E Carvalho dá uma aula.
– Fotografia é luz. Estamos trabalhando com terra, com água. A paisagem é forte. E temos as pessoas. Decidi, com o Frutuoso (diretor de fotografia), que íamos usar refletores de filamento, que são mais antigos, mas oferecem uma textura mais quente, mais marcada, e essa é a realidade que buscamos na novela – explica.
Quando sentar para assistir a novela nesta noite prepare-se e preste atenção nas cores e nas texturas. Apesar de todo o empenho no trabalho do galpão, chega um momento em que Carvalho pede a sua equipe que não tenha medo de errar - que se abra ao mistério da criação, ao indizível. Existe uma filosofia de trabalhar no estúdio, que tem um ambiente controlado, da mesma forma que se trabalha nas externas.
– As câmeras são as mesmas e o que tento fazer é estabelecer o mesmo desenho de luz para os dois ambientes – explica.
Na verdade, o grande projeto de Velho Chico é esse desejo de Carvalho de reeducar o olhar do público:
– Quero acreditar que o público se dá conta de que a luz está entrando diferente. Que está batendo de uma forma mais emocional. Se a ideia é resistir, não há resistência sem memória.
Em Velho Chico, detalhe técnico, o switter fica dentro do estúdio, o que impacta na lógica do cabeamento e das câmeras, e torna o processo mais próximo, mais orgânico. E, depois de tudo isso, na pós-produção, há um efeito chamado de "color grading". Carvalho destaca a importância de Sérgio Pasqualino na finalização:
– Esse tratamento final, que dá a cor, impõe a textura característica de Velho Chico. Na novela, cada personagem tem uma fotografia, que ajuda também a compor a narrativa da história.

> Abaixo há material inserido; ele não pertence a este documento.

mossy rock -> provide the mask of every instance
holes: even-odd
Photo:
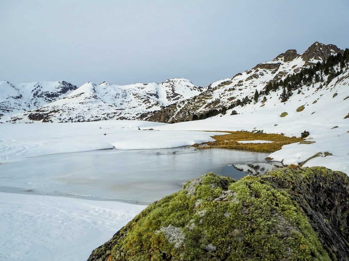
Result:
[[[299,106],[298,108],[297,108],[297,109],[296,110],[296,111],[299,112],[300,111],[302,111],[304,109],[304,106],[302,105],[302,106]]]
[[[236,182],[208,173],[149,205],[88,260],[348,260],[348,197],[346,175],[323,167]]]

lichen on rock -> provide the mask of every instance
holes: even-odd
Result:
[[[150,204],[90,261],[347,260],[349,182],[325,168],[210,173]]]

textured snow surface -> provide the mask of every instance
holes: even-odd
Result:
[[[145,207],[0,192],[0,260],[86,260]]]
[[[254,144],[258,144],[261,143],[273,143],[274,141],[261,141],[261,140],[256,140],[256,141],[238,141],[238,143],[254,143]]]
[[[136,120],[0,124],[0,162],[56,153],[113,148],[174,148],[214,141],[210,136],[222,134],[142,129],[164,125]],[[141,130],[138,130],[139,127]]]
[[[3,82],[7,85],[11,84],[7,81]],[[30,86],[29,84],[25,85]],[[11,97],[16,95],[16,89],[6,87],[11,91],[6,99],[10,98],[14,106],[16,100],[13,101]],[[4,89],[0,84],[0,106],[1,90]],[[45,120],[55,122],[134,119],[143,113],[159,110],[163,106],[197,95],[204,89],[195,86],[188,80],[181,78],[167,80],[161,84],[139,83],[124,86],[106,82],[97,85],[89,81],[59,99],[50,101],[46,104],[47,102],[38,103],[37,108],[23,109],[21,111],[31,110],[9,115],[1,120],[3,122],[40,122],[44,116]],[[0,106],[0,113],[2,110]],[[13,110],[14,113],[21,111]],[[33,117],[33,114],[38,114],[44,116],[41,118]]]
[[[322,166],[349,174],[349,70],[335,78],[327,86],[321,83],[304,86],[302,93],[297,91],[285,103],[279,99],[281,90],[270,92],[267,101],[235,108],[240,114],[230,115],[232,110],[223,116],[217,115],[201,120],[179,122],[155,127],[162,130],[263,130],[268,133],[284,133],[299,137],[305,130],[310,133],[308,141],[315,143],[296,143],[283,147],[269,157],[285,165],[298,164],[318,152],[328,152],[333,156],[310,160],[304,166]],[[334,95],[335,94],[337,94]],[[314,101],[316,101],[314,102]],[[264,105],[263,105],[264,104]],[[297,112],[303,105],[304,110]],[[262,106],[261,107],[261,106]],[[287,112],[280,117],[283,112]],[[338,126],[337,127],[336,126]]]

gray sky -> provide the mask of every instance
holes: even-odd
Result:
[[[8,1],[0,80],[206,86],[289,49],[349,46],[343,1]]]

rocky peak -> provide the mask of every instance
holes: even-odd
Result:
[[[291,62],[297,57],[297,51],[295,49],[288,50],[285,52],[284,62]]]
[[[297,56],[298,56],[298,55],[297,54],[297,50],[295,49],[290,49],[284,53],[280,54],[273,61],[278,61],[283,57],[284,61],[285,62],[291,62],[297,58]]]
[[[330,55],[335,55],[344,52],[334,45],[327,45],[315,42],[309,47],[302,55],[303,61],[314,58],[315,60],[325,61]]]

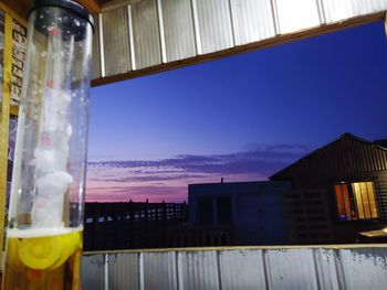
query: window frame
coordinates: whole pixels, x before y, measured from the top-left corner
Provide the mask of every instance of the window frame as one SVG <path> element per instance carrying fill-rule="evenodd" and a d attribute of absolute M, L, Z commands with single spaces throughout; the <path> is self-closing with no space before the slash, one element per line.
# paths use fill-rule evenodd
<path fill-rule="evenodd" d="M 354 194 L 353 191 L 353 184 L 354 183 L 366 183 L 366 182 L 370 182 L 373 184 L 373 189 L 374 189 L 374 201 L 375 201 L 375 208 L 376 208 L 376 213 L 377 213 L 377 217 L 365 217 L 365 218 L 360 218 L 359 215 L 359 211 L 357 207 L 357 200 L 356 196 Z M 348 219 L 342 219 L 341 218 L 341 214 L 339 214 L 339 205 L 338 205 L 338 201 L 337 201 L 337 193 L 336 193 L 336 185 L 346 185 L 347 186 L 347 194 L 348 194 L 348 201 L 349 201 L 349 211 L 355 211 L 356 213 L 356 218 L 348 218 Z M 378 195 L 378 182 L 376 179 L 345 179 L 345 180 L 336 180 L 333 182 L 333 192 L 334 192 L 334 202 L 335 202 L 335 208 L 336 208 L 336 216 L 335 218 L 338 222 L 343 222 L 343 223 L 359 223 L 359 222 L 377 222 L 380 221 L 380 211 L 379 211 L 379 195 Z M 349 197 L 349 193 L 352 193 L 352 198 Z M 343 193 L 342 193 L 343 194 Z M 343 195 L 342 195 L 343 196 Z M 368 195 L 368 191 L 367 191 L 367 196 Z M 343 196 L 344 200 L 344 196 Z M 369 197 L 368 197 L 369 201 Z M 364 201 L 362 200 L 362 204 L 364 206 Z M 344 206 L 345 207 L 345 206 Z M 369 208 L 372 211 L 372 208 Z"/>

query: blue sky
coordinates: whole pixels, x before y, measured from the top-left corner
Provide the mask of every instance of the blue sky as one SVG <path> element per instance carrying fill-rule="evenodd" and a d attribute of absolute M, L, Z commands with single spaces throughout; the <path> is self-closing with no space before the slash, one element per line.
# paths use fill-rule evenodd
<path fill-rule="evenodd" d="M 87 200 L 181 201 L 187 183 L 263 180 L 343 132 L 387 138 L 386 92 L 381 22 L 95 87 Z"/>

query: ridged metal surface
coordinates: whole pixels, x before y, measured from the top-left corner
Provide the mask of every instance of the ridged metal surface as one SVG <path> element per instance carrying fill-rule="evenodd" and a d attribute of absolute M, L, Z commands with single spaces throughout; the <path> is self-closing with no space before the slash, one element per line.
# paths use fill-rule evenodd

A síntese de toda essa elaboração talvez seja a personagem de Cristiane Torloni (Iolanda). Carvalho fica mudo do outro lado da linha. O repórter desfia suas restrições a Cristiane. No teatro e na TV, eventualmente no cinema, sempre lhe pareceu uma atriz afetada. Aqui, algo se passa com ela. Carvalho concorda.
– Cristiane foi de uma entrega muito grande. Reinventou-se no galpão de treinamento, como todo mundo – diz.
O repórter não deixa por menos:
– Sabe quem ela me lembra? Ingrid Thulin em Os deuses malditos, de Luchino Visconti.
De novo, Carvalho fica mudo, mas termina por admitir que o barroco viscontiano é sua referência suprema – a maior de todas.
De volta a Dois irmãos, anuncia que tão logo a novela termine, em meados de setembro, ele voltará à minissérie, que a Globo programa para janeiro. Antes disso, e a exemplo de Paolo Sorrentino, que vai mostrar os dois primeiros capítulos de sua primeira série – The young Pope – em Veneza, Carvalho antecipa, olhem a novidade, que poderá exibir os primeiros capítulos de Dois irmãos no Festival do Rio. Nós, cinéfilos, agradecemos.